L’eredità di Grazia Cherchi

Grazia Cherchi è tornata. A lei devo una lunga serie di innamoramenti letterari che è iniziata con Descrizioni di descrizioni di Pier Paolo Pasolini e una lista di letture che non ho ancora esaurito, anni dopo essere salita a bordo del suo Scompartimento per lettori e taciturni: lo ricordo come uno dei miei passaggi obbligati per definire la persona che legge che sono poi diventata.

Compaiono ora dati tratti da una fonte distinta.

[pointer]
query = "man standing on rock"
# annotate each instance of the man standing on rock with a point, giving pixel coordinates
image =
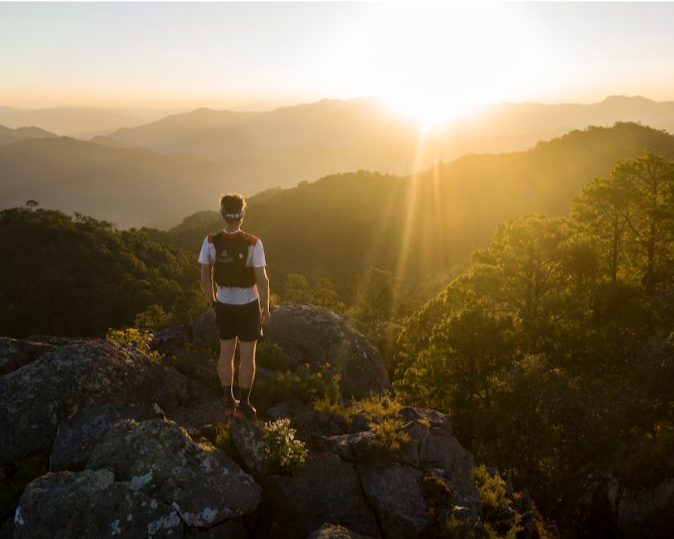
(240, 306)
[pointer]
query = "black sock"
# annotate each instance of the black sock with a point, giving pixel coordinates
(245, 395)
(229, 395)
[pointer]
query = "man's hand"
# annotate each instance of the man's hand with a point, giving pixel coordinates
(265, 316)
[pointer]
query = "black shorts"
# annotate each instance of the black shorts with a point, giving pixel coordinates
(241, 321)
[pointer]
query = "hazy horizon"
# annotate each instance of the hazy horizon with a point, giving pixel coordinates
(428, 60)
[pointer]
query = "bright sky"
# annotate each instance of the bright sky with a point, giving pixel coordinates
(418, 56)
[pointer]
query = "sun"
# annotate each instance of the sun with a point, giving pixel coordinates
(439, 61)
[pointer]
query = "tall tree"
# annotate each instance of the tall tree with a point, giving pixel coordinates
(647, 181)
(602, 210)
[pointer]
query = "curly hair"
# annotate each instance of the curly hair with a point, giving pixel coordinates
(232, 204)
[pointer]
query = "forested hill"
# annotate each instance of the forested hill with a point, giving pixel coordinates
(421, 224)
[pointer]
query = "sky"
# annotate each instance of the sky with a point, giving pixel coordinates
(417, 56)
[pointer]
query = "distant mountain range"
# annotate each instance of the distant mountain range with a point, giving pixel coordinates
(421, 224)
(9, 135)
(130, 187)
(80, 122)
(331, 136)
(182, 163)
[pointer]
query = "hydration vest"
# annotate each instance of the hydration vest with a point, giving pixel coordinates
(231, 254)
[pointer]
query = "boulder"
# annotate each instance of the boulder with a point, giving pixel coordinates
(199, 481)
(457, 464)
(607, 503)
(330, 531)
(310, 334)
(14, 353)
(438, 422)
(393, 493)
(90, 504)
(353, 447)
(326, 490)
(66, 379)
(171, 341)
(231, 529)
(77, 436)
(288, 409)
(7, 529)
(249, 441)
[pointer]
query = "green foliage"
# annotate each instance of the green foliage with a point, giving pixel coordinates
(287, 453)
(153, 318)
(492, 491)
(377, 407)
(389, 437)
(188, 305)
(139, 339)
(82, 276)
(646, 461)
(454, 528)
(553, 351)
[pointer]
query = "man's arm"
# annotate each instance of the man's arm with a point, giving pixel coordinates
(207, 282)
(263, 287)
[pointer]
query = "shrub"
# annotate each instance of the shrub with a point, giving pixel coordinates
(388, 438)
(377, 407)
(282, 387)
(287, 453)
(225, 441)
(646, 462)
(138, 339)
(492, 491)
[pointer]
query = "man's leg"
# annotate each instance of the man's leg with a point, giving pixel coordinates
(226, 369)
(247, 372)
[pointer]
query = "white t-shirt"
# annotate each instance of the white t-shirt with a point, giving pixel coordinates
(234, 295)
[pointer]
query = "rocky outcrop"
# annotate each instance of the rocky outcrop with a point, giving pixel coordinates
(607, 504)
(64, 380)
(120, 467)
(76, 437)
(327, 490)
(90, 504)
(248, 437)
(14, 353)
(330, 531)
(393, 493)
(310, 334)
(158, 458)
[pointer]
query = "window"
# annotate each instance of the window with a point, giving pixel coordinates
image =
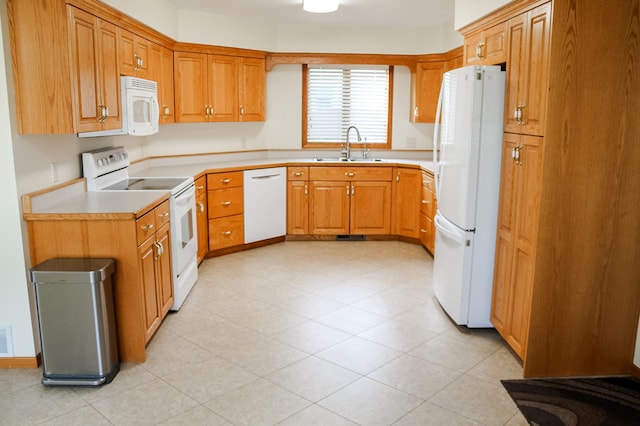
(338, 96)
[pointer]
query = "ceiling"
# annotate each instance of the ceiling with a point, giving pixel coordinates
(412, 13)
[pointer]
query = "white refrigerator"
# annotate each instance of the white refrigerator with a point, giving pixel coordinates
(467, 158)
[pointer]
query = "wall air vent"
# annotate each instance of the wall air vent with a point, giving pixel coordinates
(6, 341)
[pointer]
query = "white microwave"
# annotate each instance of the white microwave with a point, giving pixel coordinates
(139, 109)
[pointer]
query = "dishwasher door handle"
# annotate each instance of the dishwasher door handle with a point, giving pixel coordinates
(265, 177)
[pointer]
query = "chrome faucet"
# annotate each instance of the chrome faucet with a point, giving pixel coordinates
(348, 148)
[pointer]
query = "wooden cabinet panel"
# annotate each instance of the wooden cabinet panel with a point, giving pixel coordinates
(190, 84)
(329, 207)
(297, 207)
(425, 91)
(95, 79)
(370, 208)
(406, 202)
(134, 55)
(521, 180)
(222, 84)
(251, 85)
(489, 47)
(201, 217)
(224, 180)
(226, 232)
(528, 71)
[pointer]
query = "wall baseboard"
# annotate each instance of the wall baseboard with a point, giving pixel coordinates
(21, 362)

La sua è stata una vita dedicata ai libri, come giornalista, editor e curatrice editoriale, prima ancora che scrittrice. A lei e Piergiorgio Bellocchio dobbiamo l’esperimento dei “Quaderni piacentini” che ha tracciato una diversa idea di letteratura tra gli anni Sessanta e Settanta. Alle sue cure (al suo fiuto e alle sue forbici) le storie di Baricco, Benni e tanti altri che sono ancora sugli scaffali.

È stata un esempio di dedizione alla parola schietta e senza fronzoli, ha sempre creduto che la letteratura non dovesse avere a che fare con la noia ma con l’intelligenza, ha sempre scartato il troppo per scegliere l’essenziale. Ci ha insegnato un modo di intendere il mestiere dei libri come forma di rispetto e di amore per le parole, come una salda presa di posizione dalla parte di chi legge.

Fatiche d’amore perdute è il suo unico romanzo, dato alle stampe nel 1993, due anni prima della sua morte e sette dopo i racconti di Basta poco per sentirsi soli – che è uscito nel 1986 per l’editore Tringale e oggi si trova nel catalogo di Papero Editore e in qualche copia di E/O tra l’usato.

Non so dirvi se sia il romanzo migliore che leggerete quest’anno, ma quello che è certo è che le sue pagine – che minimum fax ha riportato in libreria, accompagnate dalle parole di Fabio Stassi e Daria Bignardi – sono un invito a tornare a parlare di lei, per conoscerla e riscoprire l’eredità che ci ha consegnato.